Just like every product these days’ air conditioners come with many different features. Some features to be on the lookout for are;
a) Reverse Cycle
An air conditioner that can both heat and cool are known as reverse cycle air conditioners. These air conditioners can internally reverse its operation to provide heating or cooling, as required.
b) Inverter System
Air Conditioners with inverters have the ability to change the temperature of the air they produce, rather than just starting and stopping the motor. These types are often quitter, cheaper to run (more energy efficient) and tend to perform better overall.
c) Air purifier
Units with air purifiers use a filter system to clear and filter the air from things like dust, dust mites, smoke or bacteria. These will create a cleaner environment in the space they operate. This feature is in particular very use for users that suffer from asthma or allergies.
d) Remote Control and Access
A simple one to understand, look out for models with remote controls as some units still won’t offer them.
e) Humidity Control
Some air conditioners will have features to allow you to control the humidity in the air. In other words you can regulate the amount of moisture in the air.

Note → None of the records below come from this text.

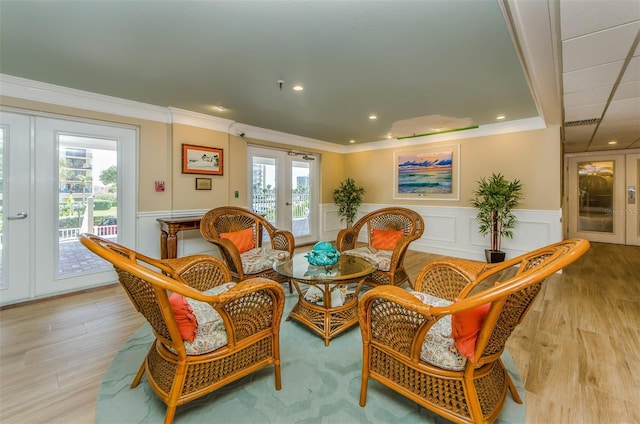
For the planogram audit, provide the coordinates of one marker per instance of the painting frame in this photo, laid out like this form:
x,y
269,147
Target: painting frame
x,y
203,183
428,173
202,160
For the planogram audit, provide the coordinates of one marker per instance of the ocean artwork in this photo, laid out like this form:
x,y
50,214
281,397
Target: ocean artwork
x,y
425,173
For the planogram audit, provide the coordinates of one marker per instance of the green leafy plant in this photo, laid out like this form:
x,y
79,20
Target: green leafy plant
x,y
348,197
494,199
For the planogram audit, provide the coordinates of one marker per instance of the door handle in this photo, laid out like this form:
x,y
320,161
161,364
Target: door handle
x,y
20,215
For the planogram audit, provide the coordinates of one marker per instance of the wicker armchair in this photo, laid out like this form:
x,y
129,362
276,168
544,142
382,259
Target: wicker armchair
x,y
246,326
390,262
401,352
257,261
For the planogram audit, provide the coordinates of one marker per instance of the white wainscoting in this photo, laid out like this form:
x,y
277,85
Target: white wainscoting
x,y
453,231
189,242
448,231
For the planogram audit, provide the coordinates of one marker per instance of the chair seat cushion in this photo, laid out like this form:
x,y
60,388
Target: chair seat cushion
x,y
385,240
211,334
260,259
439,348
242,239
380,258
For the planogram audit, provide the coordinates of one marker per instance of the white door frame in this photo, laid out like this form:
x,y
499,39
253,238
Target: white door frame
x,y
632,203
284,184
40,231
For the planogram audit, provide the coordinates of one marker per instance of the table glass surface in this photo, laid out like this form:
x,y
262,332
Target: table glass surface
x,y
347,268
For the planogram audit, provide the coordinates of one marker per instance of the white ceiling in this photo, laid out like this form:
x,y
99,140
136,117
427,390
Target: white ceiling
x,y
420,66
601,74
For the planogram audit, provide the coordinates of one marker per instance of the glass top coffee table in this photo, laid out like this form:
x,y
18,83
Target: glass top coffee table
x,y
328,301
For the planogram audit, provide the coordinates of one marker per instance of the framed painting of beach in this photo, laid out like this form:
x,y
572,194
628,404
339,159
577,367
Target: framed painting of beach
x,y
201,160
427,174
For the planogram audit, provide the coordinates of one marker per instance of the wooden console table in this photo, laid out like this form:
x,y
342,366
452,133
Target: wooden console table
x,y
169,229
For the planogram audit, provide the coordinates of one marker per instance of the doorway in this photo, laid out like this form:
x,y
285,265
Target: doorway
x,y
601,201
61,178
284,189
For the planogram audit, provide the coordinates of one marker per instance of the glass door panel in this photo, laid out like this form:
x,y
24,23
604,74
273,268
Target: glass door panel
x,y
632,207
284,190
300,199
87,199
596,184
595,180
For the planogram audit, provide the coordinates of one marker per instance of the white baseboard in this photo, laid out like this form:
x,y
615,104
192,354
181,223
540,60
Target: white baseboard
x,y
450,231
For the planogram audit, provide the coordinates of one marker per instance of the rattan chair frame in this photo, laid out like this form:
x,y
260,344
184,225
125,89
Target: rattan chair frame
x,y
229,219
251,312
387,219
394,323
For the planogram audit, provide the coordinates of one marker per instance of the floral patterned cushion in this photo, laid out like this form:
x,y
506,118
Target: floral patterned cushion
x,y
380,258
261,258
211,334
438,347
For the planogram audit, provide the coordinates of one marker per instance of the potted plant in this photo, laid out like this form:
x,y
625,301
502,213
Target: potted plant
x,y
348,197
494,199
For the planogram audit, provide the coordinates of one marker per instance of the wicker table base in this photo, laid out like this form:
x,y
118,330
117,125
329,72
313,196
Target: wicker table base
x,y
325,319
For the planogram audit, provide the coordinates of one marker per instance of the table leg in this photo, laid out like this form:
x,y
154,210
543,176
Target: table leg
x,y
163,245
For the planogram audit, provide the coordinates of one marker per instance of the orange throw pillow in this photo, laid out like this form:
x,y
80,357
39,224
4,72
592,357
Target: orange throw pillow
x,y
385,240
243,239
465,327
182,312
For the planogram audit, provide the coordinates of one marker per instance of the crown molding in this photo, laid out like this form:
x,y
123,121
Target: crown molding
x,y
285,138
200,120
63,96
48,93
528,124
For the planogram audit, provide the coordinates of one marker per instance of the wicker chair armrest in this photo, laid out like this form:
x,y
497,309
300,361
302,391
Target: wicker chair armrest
x,y
230,253
447,278
202,272
283,240
401,246
392,317
346,239
251,307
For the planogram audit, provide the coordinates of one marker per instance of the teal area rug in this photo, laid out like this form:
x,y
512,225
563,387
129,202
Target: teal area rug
x,y
319,385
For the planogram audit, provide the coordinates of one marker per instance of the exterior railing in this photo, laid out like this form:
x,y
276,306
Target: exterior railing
x,y
99,230
265,204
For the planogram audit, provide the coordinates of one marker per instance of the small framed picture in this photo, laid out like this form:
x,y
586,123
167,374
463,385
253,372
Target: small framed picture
x,y
203,183
201,160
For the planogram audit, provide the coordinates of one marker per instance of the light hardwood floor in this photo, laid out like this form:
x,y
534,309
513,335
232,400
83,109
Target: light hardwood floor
x,y
578,350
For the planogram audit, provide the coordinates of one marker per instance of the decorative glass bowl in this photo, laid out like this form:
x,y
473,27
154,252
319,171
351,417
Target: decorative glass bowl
x,y
323,254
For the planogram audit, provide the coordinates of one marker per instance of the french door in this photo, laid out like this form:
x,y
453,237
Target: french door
x,y
61,178
602,204
284,188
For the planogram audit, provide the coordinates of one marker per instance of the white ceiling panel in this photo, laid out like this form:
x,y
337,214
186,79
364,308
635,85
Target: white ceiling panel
x,y
633,70
587,97
597,76
623,109
598,48
584,112
587,16
628,90
578,134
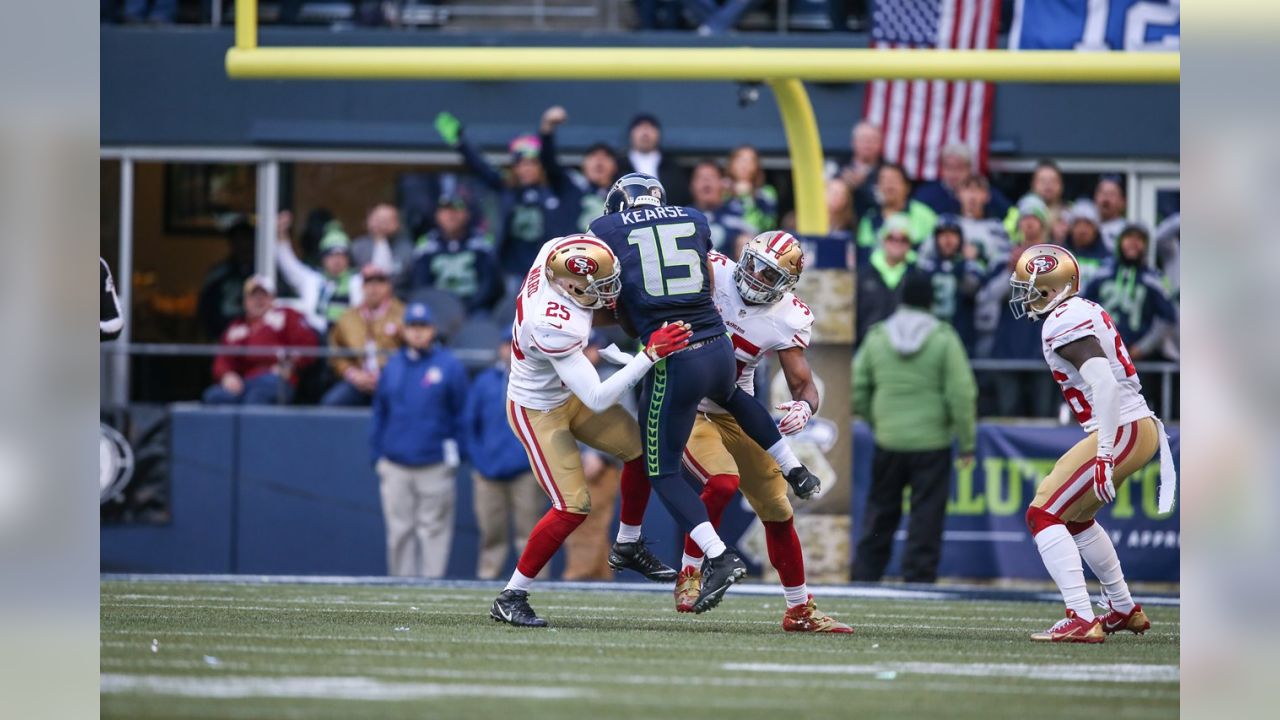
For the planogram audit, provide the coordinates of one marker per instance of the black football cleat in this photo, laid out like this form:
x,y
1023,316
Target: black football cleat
x,y
512,607
804,483
718,574
636,556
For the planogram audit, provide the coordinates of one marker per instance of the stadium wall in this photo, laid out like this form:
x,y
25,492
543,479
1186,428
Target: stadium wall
x,y
286,491
170,87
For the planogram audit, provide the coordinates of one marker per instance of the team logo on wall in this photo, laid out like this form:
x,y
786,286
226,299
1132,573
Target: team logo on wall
x,y
1041,264
581,265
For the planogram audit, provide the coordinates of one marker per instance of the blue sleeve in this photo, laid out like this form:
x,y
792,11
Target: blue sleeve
x,y
480,167
378,419
556,174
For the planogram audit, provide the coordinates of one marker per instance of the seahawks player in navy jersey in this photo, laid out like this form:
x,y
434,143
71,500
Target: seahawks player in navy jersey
x,y
666,277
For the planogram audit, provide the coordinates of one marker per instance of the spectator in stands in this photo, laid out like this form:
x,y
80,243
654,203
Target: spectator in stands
x,y
746,185
222,291
914,386
840,209
507,496
954,165
414,432
880,278
645,155
894,190
1047,185
1084,240
324,295
1136,295
956,276
583,190
456,258
1032,226
373,329
268,378
867,142
1110,200
717,17
986,235
384,245
530,213
725,215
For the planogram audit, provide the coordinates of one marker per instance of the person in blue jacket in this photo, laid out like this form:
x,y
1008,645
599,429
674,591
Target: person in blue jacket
x,y
506,492
412,438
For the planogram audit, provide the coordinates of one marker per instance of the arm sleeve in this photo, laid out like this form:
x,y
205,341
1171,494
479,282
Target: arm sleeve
x,y
961,395
296,273
556,174
480,167
1106,402
580,377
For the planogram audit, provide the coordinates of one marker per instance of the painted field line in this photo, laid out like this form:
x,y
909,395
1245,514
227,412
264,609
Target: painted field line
x,y
1088,673
873,592
321,688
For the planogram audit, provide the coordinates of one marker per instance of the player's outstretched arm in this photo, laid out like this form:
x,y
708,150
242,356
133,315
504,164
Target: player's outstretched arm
x,y
1087,355
804,391
580,377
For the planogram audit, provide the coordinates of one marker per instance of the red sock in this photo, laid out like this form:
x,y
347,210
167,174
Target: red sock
x,y
635,492
785,554
548,534
716,495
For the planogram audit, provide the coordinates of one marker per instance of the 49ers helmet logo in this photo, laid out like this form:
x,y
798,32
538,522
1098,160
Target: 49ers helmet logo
x,y
581,265
1041,264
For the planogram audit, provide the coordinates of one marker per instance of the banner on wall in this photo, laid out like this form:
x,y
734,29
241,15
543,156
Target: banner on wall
x,y
986,531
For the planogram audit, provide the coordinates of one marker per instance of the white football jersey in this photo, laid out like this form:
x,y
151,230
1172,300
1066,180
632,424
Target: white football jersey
x,y
755,329
547,326
1077,318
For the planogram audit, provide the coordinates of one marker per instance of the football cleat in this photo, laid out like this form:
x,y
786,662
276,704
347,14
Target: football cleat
x,y
512,607
718,574
689,583
804,483
1073,629
1136,620
636,556
808,619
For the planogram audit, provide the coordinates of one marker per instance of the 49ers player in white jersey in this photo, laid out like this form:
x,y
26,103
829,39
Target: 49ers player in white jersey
x,y
754,297
556,399
1101,386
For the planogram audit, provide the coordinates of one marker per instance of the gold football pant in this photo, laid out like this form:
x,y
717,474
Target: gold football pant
x,y
720,447
551,441
1068,495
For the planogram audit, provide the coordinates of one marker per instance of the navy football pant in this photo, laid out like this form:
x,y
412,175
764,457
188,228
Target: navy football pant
x,y
668,406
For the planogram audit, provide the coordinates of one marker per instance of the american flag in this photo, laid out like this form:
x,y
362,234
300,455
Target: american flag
x,y
920,117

People that live in humid areas or have respiratory issues may find this extremely useful.
Timers are a simple feature that go a long way. With timers you can set your air conditioner to start before you get home to a cool or toaster house. It will also allow you to set the timer to turn off the air conditioner for example 1 hour after you go to sleep. Simple, yet useful.
g) Smart Air Conditioner
Some air conditioners will have access via wi-fi and allow control them with model phones and other compatible apps. With smart devices virtually taking over, this may be a feature to look out for.
4. Energy Efficiency
Energy efficiency in air conditioners are often rated in stars. The higher the star rating the more energy efficient that unit is. Units that provide both heating and cooling functions will have a rating for both heating and cooling. Typically air conditioners with inverters are more energy efficient as they have the ability to change temperature without starting and stopping. Typically, larger air conditioners have lower energy start rating then smaller ones.
Please keep in mind that installing air conditioners requires a licenced professional. You cannot install these yourself unless you have the required Victorian licences.
Some other aspects to consider when installing.
- Mount the head unit high. In general, hot high rises leaving cooler air to stay underneath. Therefore, mounting the unit up high means that when cooling the colder air will tend to sink to the bottom of the room giving better cooling.
- Try to mount the outside unit in an area that does not get direct sunlight. Direct sunlight can lead to the unit being slightly less efficient.